A hammer of mass M strikes a nail of mass m with velocity of u m/s and drives it 'a' metres into fixed
block of wood. The average resistance of the wood to the penetration of nail is
Answers
Answer: [M²u² / {2a(M+m)}]
Explanation:
Given data:
The mass of hammer = M
The mass of nail = m
The initial velocity of hammer = u m/s
Distance = a meters
To find: the average resistance of wood to the penetration of the nail
Solution:
Step 1:
As the hammer strikes the nail, the collision between them can be considered as inelastic.
Let the initial velocity of nail be "v".
After the collision, the velocity becomes,
v = [(M*u)+(m*0)] / [M+m]
⇒ v = [M*u] / [M+m]
Step 2:
The final kinetic energy after the collision
= ½ * [M+m] * [(M*u)/(M+m)]²
= [(Mu)²] / [2*(M+m)]
Since after the penetration, the nail and hammer will come to rest, therefore, so, their K.E. will become zero.

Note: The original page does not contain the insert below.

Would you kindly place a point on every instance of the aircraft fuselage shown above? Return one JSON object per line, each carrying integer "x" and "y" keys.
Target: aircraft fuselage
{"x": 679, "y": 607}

∴ Work done, W = ∆K = Kf – Ki = [(Mu)²] / [2*(M+m)] …. (i)
Step 3:
Let’s assume the average resistive force of the wood while penetrating be constant and denoted as “f”.
So,
Work done by the force = resistive force * distance = f * a …. (ii)
From (i) & (ii), we get
f * a = [(Mu)²]/[2*(M+m)]
⇒ f = [M²/(M+m)] * [u²/2a]
Thus, the average resistance of the wood to the penetration of nail is [M²u²/{2a(M+m)}].